そのような状況の中で、もはや大学進学率が半分を超えているにもかかわらず、選択肢を増やさない単一のまま、大学進学の制度の敷居を下げるとどうなるのでしょうか。座学が肌に合わない人も、借金を抱える覚悟で、さらに大学で4年間我慢していまでも大学卒業資格を手に入れなければならない空気になります。ミスマッチが問題になっているのに、ますます大学の現場はカオティックな状況になり、さらに教育の質が保てなくなりそうに思えて仕方がありません。護送船団方式(廃語ですね)が成り立っていた時代は幸せだったのでしょうか。
そんな中で、企業はどうするのでしょう。
ならば、いっそのこと、公教育に頼らない、という選択肢が出てきてもおかしくなさそうです。そうです。企業立学校です。これまでも、鉄鋼や重工、自動車や重電、家電など高等学校や企業内学校はあったようですが、多くが廃止されたようです。ただ、本格的な高等教育学校はごく一部を除いて少なかったようです。
一番伸び盛りの15歳から20歳過ぎまでを、好きなように教育できることは、以前とは異なる現代の状況を考えると、企業にとっては大きなメリットがあるのではないでしょうか。
# 本当は4~5歳前後から好奇心旺盛で自発的に活動する人材を
# 育てたほうが省力化できてよさそうです。
高校、大学の一貫教育でも良いですし、そもそも文科省の補助金を期待しないのなら、年限だって自由です。高校生相当以上なら、義務教育の規制もあたりません。設置審も関係ありません。規制緩和や特区すら関係ありません。認可を巡って、忖度で目まぐるしく判断が変わるややこしい官僚や政治家と調整する必要もありません。政治家と官僚の争いの影響を受けて補助金予算削減があっても関係ありません。金銭的自立が運営の自律を支えます。
独自の教育内容が、既存教育などを参考にいいとこ取りで効率的にカリキュラムの構築をすれば、日本の他の高等教育機関にない独自の評価を獲得できるでしょう。短い年限で目標を達成すれば、卒業生の引受先は自社にとどまらず引く手数多です。
そこで、文科省の認可を受けないメリットで資金回収も可能になります。卒業生を、能力や成績に応じて、スポーツ選手の移籍のように、金銭補償を受け入れ企業の求めれば、学校運営も安定し、運営企業のよい人材の確保も楽で安定し、移籍先の企業も満足、何よりも、そのためにも優秀な教育を受けられる学生に大きなメリットがもたらされます。まさしく自由主義経済下の高等専門教育学校です。文科省のお墨付きを得なくとも、ユネスコの目指す高等教育の宣言に従えば、文科省管轄の大学よりも先に、真のグローバルな高等教育学校になれそうです。

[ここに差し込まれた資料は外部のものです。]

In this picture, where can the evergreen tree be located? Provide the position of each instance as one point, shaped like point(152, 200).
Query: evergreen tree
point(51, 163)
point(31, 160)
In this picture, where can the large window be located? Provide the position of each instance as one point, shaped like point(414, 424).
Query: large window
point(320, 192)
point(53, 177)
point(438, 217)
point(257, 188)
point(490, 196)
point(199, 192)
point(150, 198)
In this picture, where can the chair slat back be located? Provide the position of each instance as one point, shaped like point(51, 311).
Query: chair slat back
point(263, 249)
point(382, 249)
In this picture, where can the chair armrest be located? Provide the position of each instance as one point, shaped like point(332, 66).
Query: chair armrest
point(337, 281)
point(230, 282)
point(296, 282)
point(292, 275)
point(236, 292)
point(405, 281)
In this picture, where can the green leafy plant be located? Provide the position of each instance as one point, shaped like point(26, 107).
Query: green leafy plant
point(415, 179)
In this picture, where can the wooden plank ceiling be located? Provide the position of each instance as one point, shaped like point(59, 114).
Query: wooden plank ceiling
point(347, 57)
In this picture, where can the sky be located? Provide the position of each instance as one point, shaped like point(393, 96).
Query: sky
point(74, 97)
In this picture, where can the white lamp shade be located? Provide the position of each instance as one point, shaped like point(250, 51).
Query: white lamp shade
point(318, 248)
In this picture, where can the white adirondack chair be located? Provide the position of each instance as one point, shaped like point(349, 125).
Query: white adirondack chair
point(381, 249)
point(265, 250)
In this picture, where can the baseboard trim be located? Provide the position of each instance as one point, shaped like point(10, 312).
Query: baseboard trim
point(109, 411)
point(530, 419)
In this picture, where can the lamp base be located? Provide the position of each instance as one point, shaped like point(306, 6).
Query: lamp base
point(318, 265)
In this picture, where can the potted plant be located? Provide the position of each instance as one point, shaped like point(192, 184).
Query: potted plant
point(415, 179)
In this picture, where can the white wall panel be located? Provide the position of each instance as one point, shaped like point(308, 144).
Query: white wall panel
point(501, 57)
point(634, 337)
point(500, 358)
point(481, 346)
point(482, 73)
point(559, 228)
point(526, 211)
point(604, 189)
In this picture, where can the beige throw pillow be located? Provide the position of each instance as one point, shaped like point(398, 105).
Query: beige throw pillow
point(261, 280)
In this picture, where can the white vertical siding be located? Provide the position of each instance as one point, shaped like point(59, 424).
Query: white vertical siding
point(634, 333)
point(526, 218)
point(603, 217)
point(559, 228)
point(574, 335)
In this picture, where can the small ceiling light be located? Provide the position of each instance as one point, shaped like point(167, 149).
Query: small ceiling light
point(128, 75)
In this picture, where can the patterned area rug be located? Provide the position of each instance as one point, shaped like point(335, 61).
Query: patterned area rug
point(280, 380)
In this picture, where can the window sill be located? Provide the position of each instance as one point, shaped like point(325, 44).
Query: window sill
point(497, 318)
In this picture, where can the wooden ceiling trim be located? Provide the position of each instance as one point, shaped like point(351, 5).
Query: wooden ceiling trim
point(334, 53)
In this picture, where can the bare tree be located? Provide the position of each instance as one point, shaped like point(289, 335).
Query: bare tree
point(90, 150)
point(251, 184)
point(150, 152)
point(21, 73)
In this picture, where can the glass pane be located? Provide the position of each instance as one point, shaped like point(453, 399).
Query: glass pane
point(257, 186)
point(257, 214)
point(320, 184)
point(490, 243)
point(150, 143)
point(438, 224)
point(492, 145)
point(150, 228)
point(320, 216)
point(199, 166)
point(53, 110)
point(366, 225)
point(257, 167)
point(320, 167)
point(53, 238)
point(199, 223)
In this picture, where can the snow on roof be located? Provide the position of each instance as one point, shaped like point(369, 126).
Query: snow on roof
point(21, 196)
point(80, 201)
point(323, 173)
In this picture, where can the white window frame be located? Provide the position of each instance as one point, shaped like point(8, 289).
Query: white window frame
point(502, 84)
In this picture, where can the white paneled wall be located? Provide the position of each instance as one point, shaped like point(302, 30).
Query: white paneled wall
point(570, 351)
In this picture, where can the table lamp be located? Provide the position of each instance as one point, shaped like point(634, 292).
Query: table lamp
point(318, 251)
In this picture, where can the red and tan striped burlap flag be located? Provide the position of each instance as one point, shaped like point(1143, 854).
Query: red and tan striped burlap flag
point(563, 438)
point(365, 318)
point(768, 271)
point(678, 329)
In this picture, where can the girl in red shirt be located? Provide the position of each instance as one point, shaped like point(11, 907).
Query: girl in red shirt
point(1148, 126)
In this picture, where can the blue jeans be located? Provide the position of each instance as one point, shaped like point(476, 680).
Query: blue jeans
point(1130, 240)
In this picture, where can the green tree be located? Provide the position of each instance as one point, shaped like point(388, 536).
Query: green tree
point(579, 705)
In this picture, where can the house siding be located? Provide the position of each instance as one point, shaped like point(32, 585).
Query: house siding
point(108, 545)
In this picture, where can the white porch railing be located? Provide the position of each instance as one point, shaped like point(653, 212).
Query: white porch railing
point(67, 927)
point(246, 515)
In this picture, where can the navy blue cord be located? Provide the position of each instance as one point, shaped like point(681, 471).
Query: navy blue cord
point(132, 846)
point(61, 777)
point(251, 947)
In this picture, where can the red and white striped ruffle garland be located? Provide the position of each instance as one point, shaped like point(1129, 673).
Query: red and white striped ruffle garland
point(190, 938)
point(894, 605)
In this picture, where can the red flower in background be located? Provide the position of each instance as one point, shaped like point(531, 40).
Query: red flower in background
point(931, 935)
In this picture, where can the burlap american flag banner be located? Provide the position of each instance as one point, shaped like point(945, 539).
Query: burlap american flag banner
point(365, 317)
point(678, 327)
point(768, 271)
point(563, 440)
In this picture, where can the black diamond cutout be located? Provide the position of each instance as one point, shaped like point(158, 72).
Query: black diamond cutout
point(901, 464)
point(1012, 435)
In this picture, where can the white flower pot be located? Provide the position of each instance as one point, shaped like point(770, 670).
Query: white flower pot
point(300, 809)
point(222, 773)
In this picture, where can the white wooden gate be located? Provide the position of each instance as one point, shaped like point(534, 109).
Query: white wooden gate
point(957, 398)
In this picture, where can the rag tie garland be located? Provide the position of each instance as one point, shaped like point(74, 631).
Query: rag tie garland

http://ad9.org/pegasus/UniversityIssues/AGENDA21.htm
いまこのような学校ができれば、目的意識がはっきりした学生が集まりやすく、たちまち優れた人材が集まり、経営効率のよい活力のある学校になりそうです。需要が増えれば、まずは同業種企業で、そして他業種複数企業で共同経営するのが効果的と思います。多少一時的に詰め込みになったとしても、文科省に指摘されることもありません。大学ではなくなったってしまった現代の法規や文化などの一般教養も復活させ、もちろん工学だけではなく、管理運営、経営者育成のコースも設置し、それぞれ企業を実習の場にしながら実践と座学、実習を重ねれば、普通の人材なら目まぐるしく成長するのは確実です。人材の海外輸出や、人材の世界からの青田買いも夢ではありません。
当然、現在問題になっている正式採用後の教育研修費用も大幅に削減し、しかも即戦力で活躍すれば、定着率も100%になることが容易に想像できます。
# すでに優秀な海外人材を採用している大企業も増えつつありますが・・・
なのになぜ、高等教育の企業立学校はほとんどないのでしょうか。公教育を当てにした人材育成のアウトソーシングが崩壊しつつあるとすれば、特に財力があり、将来の人材に不安を抱く大手企業には、これからの時代に向けて非常に大きなメリットがあるように思うのですが。。。。
いよいよ平成も間も無く終わることが決定したこの頃、そろそろ誕生しても良さそうですね。